早嶋です。
日本は30年間成長せず、むしろ一度衰退して、ようやく30年前に戻った。この要因は何だろう。私は組織の意思決定の遅さ、行動力の欠如、トライ&エラーをしない体質だと思う。それは組織が高齢化して実業の意思決定に現場の意見が入りにくくなっている状態が、まさに常態化したことに要因があると思う。
80年代。日本が栄えた頃は、常に答えがあり、欧米が開発した取組を日本は実にうまくコピペした。大量生産大量販売と規模の経済でキャッシュを生み出したのだ。
2000年頃よりコピペが無意味化した。IT化が進み、2007年頃よりスマフォセントリックな経済がはじまった。大きな組織の力で数で戦うのではなく、少数でもITとソフトを組合せると従来と異なるビジネスモデルでレバレッジが取れるようになったのだ。アトムの世界では、何か規模を大きくするために大きな投資が必要になったが、ビットの世界では一度仕組みを作ればプラットフォーム化して一気に世界に展開できる可能性がある。
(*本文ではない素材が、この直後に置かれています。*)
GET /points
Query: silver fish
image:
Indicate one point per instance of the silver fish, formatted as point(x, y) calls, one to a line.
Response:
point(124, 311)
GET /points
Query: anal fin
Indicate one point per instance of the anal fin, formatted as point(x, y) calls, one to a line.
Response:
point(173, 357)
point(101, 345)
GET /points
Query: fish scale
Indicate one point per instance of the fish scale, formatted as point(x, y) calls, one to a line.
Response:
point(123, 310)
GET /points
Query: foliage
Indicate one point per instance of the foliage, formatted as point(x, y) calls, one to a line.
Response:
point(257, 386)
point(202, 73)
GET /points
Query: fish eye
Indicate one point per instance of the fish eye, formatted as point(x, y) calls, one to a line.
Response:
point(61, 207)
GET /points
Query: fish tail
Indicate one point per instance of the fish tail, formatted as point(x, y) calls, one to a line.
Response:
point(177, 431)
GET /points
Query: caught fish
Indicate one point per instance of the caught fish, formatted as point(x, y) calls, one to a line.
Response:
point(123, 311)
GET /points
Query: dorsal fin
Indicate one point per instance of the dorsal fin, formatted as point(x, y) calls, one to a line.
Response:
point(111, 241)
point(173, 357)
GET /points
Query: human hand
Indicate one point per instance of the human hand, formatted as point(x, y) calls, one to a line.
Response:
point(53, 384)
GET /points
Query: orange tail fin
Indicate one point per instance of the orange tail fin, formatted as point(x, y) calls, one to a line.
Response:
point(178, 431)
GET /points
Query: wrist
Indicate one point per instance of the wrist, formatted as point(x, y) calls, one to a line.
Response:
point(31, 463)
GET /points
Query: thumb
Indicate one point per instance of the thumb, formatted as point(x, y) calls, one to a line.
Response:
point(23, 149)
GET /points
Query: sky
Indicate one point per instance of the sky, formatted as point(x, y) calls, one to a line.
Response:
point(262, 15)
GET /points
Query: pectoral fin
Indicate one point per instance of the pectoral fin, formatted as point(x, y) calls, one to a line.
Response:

2010年代に普及しはじめたクラウドが一気に過去のビジネスモデルを駆逐する。全てを自前で揃え、自分たちで開発する。その発想の対局に、得意なところを自分達で実装し、苦手なところはオープンソースを活用する。積極的に他社と協力した上で、とにかく事業化のスピードアップを図った。一度波に乗ると、その展開は加速度的に早まり、自社の株価も指数関数的に高くなる。今度はその株価のレバレッジを活用して、周辺技術を持つ企業を次々に買収してグループイン。昭和平成の企業が外出ししていた顧客データベースの管理や、使用後のアフターフォローやメンテナンスを内製化して、中間にいる企業を排除し直接エンドユーザーと取り引きする形態を生み出したのだ。昔の発想では、顧客の管理コストも高く、コミュニケーションを取るのも一苦労だった。しかしITやSNSやクラウドなどの要素技術を組合せて活用することで、コミュニケーションコストが一気に下がり、様々な情報が地球の隅々まで届くようになり、情報の民主化が一気に進んだ。
フットワークが軽い動きをする組織は、若手のアントレプレナーが作り上げた組織が多い。お金も資本も少ないなか、アイデアを即実行しながらトライ&エラーを繰り返し知見をためていく。一方で、伝統的な大きな衰退する組織は、仕事をいちいち分業化しているため、全体最適の発想を持ち事業に取り組む人材が極めて少ない。何かするにも複数の組織の確認が必要で、ちょっとした変化を組織に導入するにも、あっという間に半年から1年の時間を必要とする。変革を起こしたいのであれば腹をくくってトップダウンで一気に変えれば良いものの、構造的にできない組織になってしまっていると勘違いしているのだ。
組織の意思決定の遅さ、行動力の欠如、トライ&エラーをしない体質。これは全てその組織が勝手に作り出したバグだ。その会議いらないよね。その承認不要だよね。いきなり成功なんてないから小さく始めると良いよね。と、当たり前に考えればわかることを、当たり前に変えていくことが大切なのだ。結局、組織の上部と下部や現場レベルで、実情が入らなく、情報を遮断する仕組みを作ってしまったのだ。組織の問題なので、組織のトップがその気になれば、時間はかかるが確実に変えることはできる問題でもあるのだ。